RE: New Blog Post, [imagery] "Sources for the Voynich Forgery"
R. Sale > 15-07-2021, 01:13 AM
I think we need a list. Not anything extensive, not even a top ten, but something to chew on, to prove the point.
I agree that there is a connection of the two Lauber illustrations and the VMs mermaid as well as the relevant illustration in Harley 334. They represent the same theme. They illustrate the same situation. They all have similarities of appearance. They all have similarities of structure. They are expressing the same idea. The mermaid as a creature, an animal among fish, a monster among sea monsters.
On closer inspection, however, the VMs mermaid is clearly different. She has thighs. Mermaids do not have thighs. One has to figure it from there. This is a representation of mythical Melusine. Which historical version of Melusine? The more mermaid-like one claimed to be ancestral to the royal house of Luxembourg. Their descendants include, coincident with VMs parchment dates, the kings and dukes in Valois era in France, etc.
This, if you will, is a higher level of sophistication (or trickery). The VMs substitutes the Luxembourg Melusine in place of the generic mermaids found in Lauber.
A second item on the list might be the comparison of cosmic diagrams as proposed by E. Velinska, which you well know and which I strongly support. Comparing the interior of the VMs cosmos with BNF Fr. 565, the structural similarities are remarkable. The visual diversity is even more remarkable. But that's the whole point of the VMs illustration: it's the same thing structurally and ideologically, but it has been made to look different. The nebuly line in the VMs and the elaborate scallop-shell cloud-band in Oresme are visually distinct and functionally equivalent.
The Oresme cosmos has the same sort of cultural relationship to the VMs as the illustrations from Lauber. So this seems like a good comparison. Potentially there are other suggestions for the list.
The provenance of the Oresme text is Paris c. 1410, in the library of Duke Jean of Berry. This is within the most restrictive version of the VMs parchment dates. And Jean of Berry was a descendant in the Valois line. The Harley ms also connects to Paris in the 2nd quarter of the 1400s, also partially overlaps the most restrictive C-14 dating - which might not be as restrictive as other interpretations suggest.
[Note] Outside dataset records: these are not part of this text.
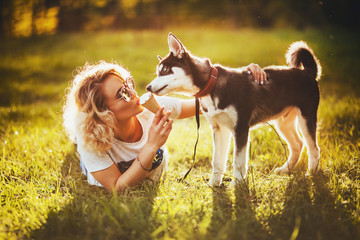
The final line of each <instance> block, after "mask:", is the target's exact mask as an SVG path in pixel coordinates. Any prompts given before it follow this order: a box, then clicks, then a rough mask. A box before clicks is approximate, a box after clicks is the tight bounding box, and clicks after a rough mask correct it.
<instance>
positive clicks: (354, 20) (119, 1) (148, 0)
mask: <svg viewBox="0 0 360 240" xmlns="http://www.w3.org/2000/svg"><path fill="white" fill-rule="evenodd" d="M359 11H360V1H352V0H343V1H341V2H340V1H338V0H302V1H299V0H272V1H268V0H223V1H218V0H183V1H178V0H30V1H28V0H0V35H2V36H30V35H32V34H53V33H55V32H68V31H94V30H99V29H132V28H140V29H154V28H163V27H165V26H174V25H175V26H179V25H192V24H193V23H199V24H225V25H227V26H230V27H234V28H237V27H262V28H269V27H295V28H298V29H303V28H306V27H308V26H315V27H317V26H325V25H327V24H328V23H330V24H333V25H339V26H341V27H343V28H349V27H350V28H358V27H359V25H360V21H359V14H358V12H359Z"/></svg>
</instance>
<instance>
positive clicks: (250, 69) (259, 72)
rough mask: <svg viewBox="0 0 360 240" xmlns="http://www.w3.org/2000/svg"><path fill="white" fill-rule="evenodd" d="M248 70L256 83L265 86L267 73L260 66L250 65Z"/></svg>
mask: <svg viewBox="0 0 360 240" xmlns="http://www.w3.org/2000/svg"><path fill="white" fill-rule="evenodd" d="M246 69H247V70H249V71H250V72H251V73H252V75H253V76H254V78H255V82H257V83H259V84H264V82H265V81H267V79H266V73H265V72H264V70H262V69H261V67H260V66H259V65H258V64H254V63H250V64H249V66H247V67H246Z"/></svg>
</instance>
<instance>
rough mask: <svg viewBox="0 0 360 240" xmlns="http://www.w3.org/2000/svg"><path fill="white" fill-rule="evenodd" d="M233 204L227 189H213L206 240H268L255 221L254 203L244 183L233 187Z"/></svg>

Given that both items (and others) are compatible with each other. Given that the material evidence largely fits within the C-14 dates. There is reason to suggest the creator of the VMs illustrations had some familiarity with the relevant sources, at least expressing the same ideas as those sources represent. The Vms creator had the requisite familiarity to know that a nebuly line equated to a cosmic boundary, about the 43 undulations, and much more. <Not Newbold's folly>
I believe that additional, specific items added to this list will further clarify the situation.